**Background:** Antibiotic overuse and misuse are major drivers of antimicrobial resistance, particularly in low- and middle-income countries. In China, primary care institutions serve over half of all outpatient visits, yet antibiotic prescribing practices in these settings, especially in underdeveloped regions, are poorly characterized. This study aimed to describe trends and patterns of antibiotic prescriptions in primary care institutions in Guizhou Province, a relatively underdeveloped area in southwest China, from 2017 to 2022.
**Methods:** A retrospective analysis was conducted using electronic health records from 25 primary care institutions (township hospitals and community health service centers) in Guizhou Province. A total of 941,924 systemic antibiotic prescriptions (after excluding topical antibiotics and tuberculosis treatments) were included. Prescriptions were classified as appropriate or inappropriate based on Chinese national guidelines (2015 Guiding Principles for Clinical Antibiotic Use), CDC guidelines, and expert opinion. Inappropriate use was further categorized into unnecessary use, incorrect spectrum of antibiotics, and combined use of antibiotics. Generalized estimation equations (GEE) were used to identify factors associated with inappropriate prescribing. Holt-Winters and seasonal autoregressive integrated moving average (SARIMA) models were developed to predict the number of inappropriate antibiotic prescriptions, with model performance compared using R², BIC, RMSE, MAPE, and MSE.
**Key Results:** The overall number of antibiotic prescriptions and the inappropriate antibiotic rate (AIR) showed a general downward trend from 2017 to 2022. The average AIR across the study period was 66.19% (61.04% due to incorrect spectrum, 5.15% due to unnecessary use). Diseases of the respiratory system accounted for 70.62% of all antibiotic prescriptions, with acute upper respiratory infections of multiple and unspecified sites (J06) representing 52.04% of these cases. Penicillins were the most commonly prescribed antibiotic class (64.44%). The highest AIRs were observed for diseases of the musculoskeletal system and connective tissue (100%) and symptoms, signs, and abnormal clinical findings (100%). In multivariate GEE analysis, factors significantly associated with inappropriate antibiotic prescribing included: physician age >35 years (OR 1.12 for 35–45 years, 1.38 for 46–64 years vs. 26–34 years), associate chief physician title (reference), work experience >11 years (OR 1.40 for 11–20 years, 1.51 for 31–40 years vs. 6–10 years), male physician sex (OR 1.07), patient age 0–5 years (reference), injection route (OR 0.50 for oral vs. injection), and out-of-pocket payment (OR 0.93 for insurance vs. out-of-pocket).
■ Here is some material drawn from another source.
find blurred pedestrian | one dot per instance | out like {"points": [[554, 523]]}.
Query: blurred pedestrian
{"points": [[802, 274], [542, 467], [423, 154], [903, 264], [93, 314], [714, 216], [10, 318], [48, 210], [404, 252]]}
The SARIMA model (ARIMA (0,1,0) (1,1,0)~12~) outperformed the Holt-Winters simple seasonal model in predicting the number of inappropriate antibiotic prescriptions for 2022, with a relative error of 0.35% vs. 27.65%.
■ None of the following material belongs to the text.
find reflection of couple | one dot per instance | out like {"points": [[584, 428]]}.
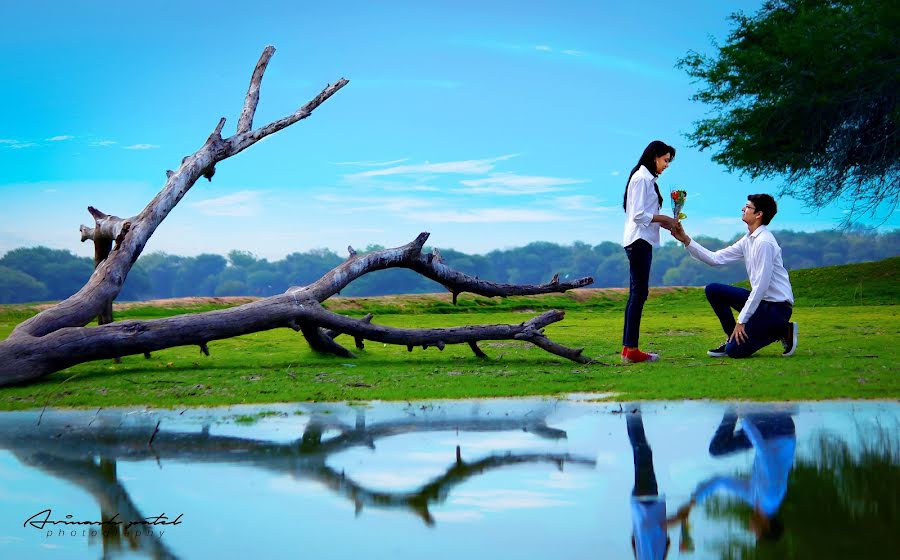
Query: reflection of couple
{"points": [[764, 310], [773, 438]]}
**Clinical Implications:** Despite a declining trend, inappropriate antibiotic prescribing remains highly prevalent in primary care institutions in underdeveloped regions of China, with over two-thirds of prescriptions deemed inappropriate. Respiratory infections, particularly viral upper respiratory infections, are the most common targets of unnecessary antibiotic use. The study identifies key physician and patient characteristics associated with inappropriate prescribing, such as older physician age, higher professional title, longer work experience, and younger patient age. These findings underscore the need for targeted educational interventions and antibiotic stewardship programs in primary care settings, especially for physicians with entrenched prescribing habits. The superior predictive performance of the SARIMA model suggests it can be a useful tool for monitoring and forecasting antibiotic use trends to inform policy and intervention planning.